Independent TD Mattie McGrath has described as regressive and punitive the proposal contained in the Local Government Bill 2013 which aims to apply a 50% rates burden on all vacant properties in the State rather than just in urban areas like those controlled by Dublin, Limerick and Cork city councils as is currently the case.
Deputy McGrath was speaking after receiving numerous representations from concerned business and property owners who feel the measure, if implemented will significantly stall local economic recovery in many towns and villages:
“This is nothing short of a blatant and short sighted revenue generating measure which seems to have little or no regard for the long term impact it will have on maintaining businesses into the future. I have been consistently raising the inequities that appear to be embedded into the Rates and Valuation processes in this country for some time and so it is deeply frustrating to see that this proposal further solidifies that unfairness.

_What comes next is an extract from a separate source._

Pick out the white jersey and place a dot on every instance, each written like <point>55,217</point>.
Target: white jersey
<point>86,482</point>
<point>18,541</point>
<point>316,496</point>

“I will be calling on the Commissioner of Valuation to investigate this proposal and monitor its implications given that it is his explicit role to bring more equity, fairness and transparency into the local authority rating system for non-domestic property. It is an absolutely absurd position to be in where the rates being charged on some properties now exceed the rent; this means that an already unsustainable position will now become a disastrous one in terms of trying to support business owners to maintain vacant properties in the hope of achieving occupancy at some future point.”
Deputy McGrath went on to point out that it was clearly more just to simply maintain the system where when the owner of an unoccupied business could prove that the business was unoccupied for two years then no rate charge should apply; this would in the interests of all concerned and more conducive to generate growth:
“I really fail to see how anyone could be tempted to acquire the use of unoccupied business space if that very occupation brought with it very onerous rates penalties or indeed how any struggling property owner could survive for long when being forced to pay rates on an empty building.
“It is a clear example of how Government business policy is being dictated by those with little or no practical business experience. I am calling on the Government to accept a verifiable self-assessment process on the part of business owners whose properties have been left vacant because of the inability to draw in new occupants to the premises.
“The question needs to be asked; what earthly good will it achieve to hit struggling property owners with a massive new rate charge when they have already endured two years or more of generating no revenue,” concluded Deputy McGrath.